And even though the space industry works in the long-term and is primarily made up of private companies, he said investors will continue watching the public market and adjusting their strategies.
“If the private guys look at the public markets and they stay in the toilet for a year, then they really start to retrench and follow that trend,” Quilty said. “It tends to follow with a little bit of a lag: When the public markets crack, private markets tend to kind of motor on and continue investing. After a period of time, they start to get concerned, in part because the public markets are one of the exit paths.”
SPAC deals—one marker of public-market activity—have cooled down in 2022 after accelerating in the space industry over the past three years.

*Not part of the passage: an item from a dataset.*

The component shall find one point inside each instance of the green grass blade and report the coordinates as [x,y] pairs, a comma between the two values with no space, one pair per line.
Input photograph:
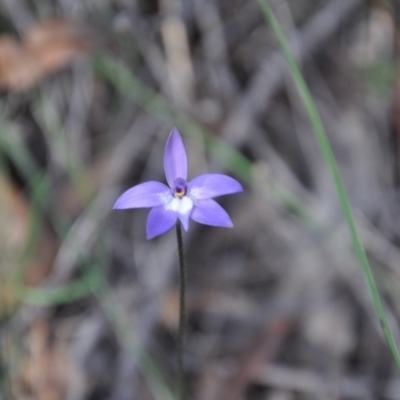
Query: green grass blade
[330,160]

There were nine SPACs in the industry last year, but only two have been announced so far this year. This is in line with overall market trends. More than halfway through 2022, just 70 SPACs have happened, per SPAC Analytics—there were over 600 SPACs across all of last year.
For his part, Shahin Farshchi, partner at Lux Capital and investor in early-stage space startups, told Emerging Tech Brew he rarely considers current market conditions for the space industry in particular.
“The beauty of venture is that it’s a long-term asset class, and therefore, you’re investing relatively independent of cycles at the early stage,” Farshchi said. He said late-stage investors tend to be “more sensitive to economic cycles, because [they] want to make sure the company can continue to be capitalized and there’s an exit opportunity in the near term.”